次回の更新記事:良いREADMEを書けているかLLMで自動検証・改善する方…(公開予定日:2026年03月06日)

LLMが戦略的にプロンプトを最適化するPromptAgent

プロンプト(プロンプトエンジニアリング、few-shot、in-context learning)

📝 これは「短信」です ― AIDBリサーチチームが独自の視点で論文を紹介する、カジュアルで読みやすいコンテンツです。

専門家レベルのプロンプトを自動作成する『PromptAgent(プロンプトエージェント)』が開発されました。

様々なタスク、複数のLLMで性能が検証できています。
広いプロンプト空間をエージェントが探索し効果的な解に辿り着く仕組みとのこと。

カリフォルニア大学やMicrosoftの研究者らによる発表です。

@ Xinyuan Wang et al., “PromptAgent: Strategic Planning with Language Models Enables Expert-level Prompt Optimization”

特定のタスクをLLMに実行させるプロンプトは専門家によって依然として手作りされていますが、やはり自動生成が望まれています。
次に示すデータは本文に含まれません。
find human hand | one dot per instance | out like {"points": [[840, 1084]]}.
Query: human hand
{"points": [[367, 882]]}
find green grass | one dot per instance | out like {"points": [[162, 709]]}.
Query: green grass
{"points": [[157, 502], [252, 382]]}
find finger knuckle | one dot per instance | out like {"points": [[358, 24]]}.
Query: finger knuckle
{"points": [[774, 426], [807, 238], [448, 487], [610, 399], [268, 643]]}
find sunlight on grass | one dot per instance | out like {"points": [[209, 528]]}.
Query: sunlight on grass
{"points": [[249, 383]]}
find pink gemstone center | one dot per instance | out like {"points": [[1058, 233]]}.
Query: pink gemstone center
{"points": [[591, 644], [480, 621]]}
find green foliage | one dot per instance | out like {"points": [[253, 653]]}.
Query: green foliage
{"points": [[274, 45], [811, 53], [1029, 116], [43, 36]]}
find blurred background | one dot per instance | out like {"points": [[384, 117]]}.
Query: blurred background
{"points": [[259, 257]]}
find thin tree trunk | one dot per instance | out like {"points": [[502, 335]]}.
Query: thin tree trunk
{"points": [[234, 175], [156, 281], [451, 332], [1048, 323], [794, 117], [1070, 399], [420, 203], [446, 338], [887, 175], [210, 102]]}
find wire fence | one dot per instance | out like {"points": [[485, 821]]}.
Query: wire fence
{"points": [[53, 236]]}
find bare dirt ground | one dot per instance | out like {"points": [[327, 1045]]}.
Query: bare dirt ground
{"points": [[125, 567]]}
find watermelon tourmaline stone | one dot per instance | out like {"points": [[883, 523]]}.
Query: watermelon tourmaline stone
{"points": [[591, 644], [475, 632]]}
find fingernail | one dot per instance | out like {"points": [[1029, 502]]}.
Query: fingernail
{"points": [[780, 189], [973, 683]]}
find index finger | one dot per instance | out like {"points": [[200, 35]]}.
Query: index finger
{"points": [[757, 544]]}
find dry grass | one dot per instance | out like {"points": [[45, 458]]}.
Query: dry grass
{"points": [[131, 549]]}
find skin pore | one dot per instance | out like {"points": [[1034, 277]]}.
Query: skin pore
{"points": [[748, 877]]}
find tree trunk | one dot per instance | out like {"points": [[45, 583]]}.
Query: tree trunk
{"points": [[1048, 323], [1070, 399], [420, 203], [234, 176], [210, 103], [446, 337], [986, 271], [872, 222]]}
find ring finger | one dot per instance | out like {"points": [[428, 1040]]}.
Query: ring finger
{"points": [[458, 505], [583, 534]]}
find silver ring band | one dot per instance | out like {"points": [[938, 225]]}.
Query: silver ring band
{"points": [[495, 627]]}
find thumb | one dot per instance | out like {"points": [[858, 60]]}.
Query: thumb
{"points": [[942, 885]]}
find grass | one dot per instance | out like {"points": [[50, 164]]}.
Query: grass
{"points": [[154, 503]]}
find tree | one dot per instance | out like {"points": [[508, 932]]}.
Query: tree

既存のプロンプト最適化手法は、専門家レベルのプロンプトを効率的に探索する能力に欠けています。

そこで研究者らはプロンプト最適化を「計画問題」だと捉え、エラーの検出と修正を繰り返す手法『PromptAgent』を発明しました。

■『PromptAgent』の特徴
① 建設的なエラーフィードバックを活用
② 各バージョンのプロンプトを精緻化する
③ プロンプト空間を木構造で系統的に拡大する
(モンテカルロ木探索)

■性能の検証実験
① 12のタスクにPromptAgentを適用
② 三つの実用的なドメイン(BIG-Bench Hard、ドメイン固有のNLPタスク、一般的なNLPタスク)で評価

■実験結果
① 人間とAutomatic Prompt Engineer(APE)のベースラインを一貫して上回る
② パフォーマンスの向上率は、APEに対してGPT-3.5で9.1%、GPT-4で7.7%、PaLM 2で6%
③ 人間のプロンプト(ZS)、CoTに対してそれぞれ28.9%、9.5%の相対的な改善を達成した

※APEとは、プロンプト最適化の最先端手法の一つ

■実装ロジック
① 下記を用意する
・初期の自然言語タスクプロンプト
・ターゲットタスク
・小さなトレーニングサンプルセット
② 各バージョンのプロンプトをエラーフィードバックに基づいて精緻化する
③ プロンプトに対する修正アクションを生成
(単語の置き換えや言い換えなども考慮する)
④ プロンプト空間を木構造で成長させる
⑤ 高報酬の経路を優先してプロンプト空間を探索

■注意点
PromptAgentの効果は、使用する基本モデル(例:GPT-3.5, GPT-4, PaLM 2)に依存する可能性があります。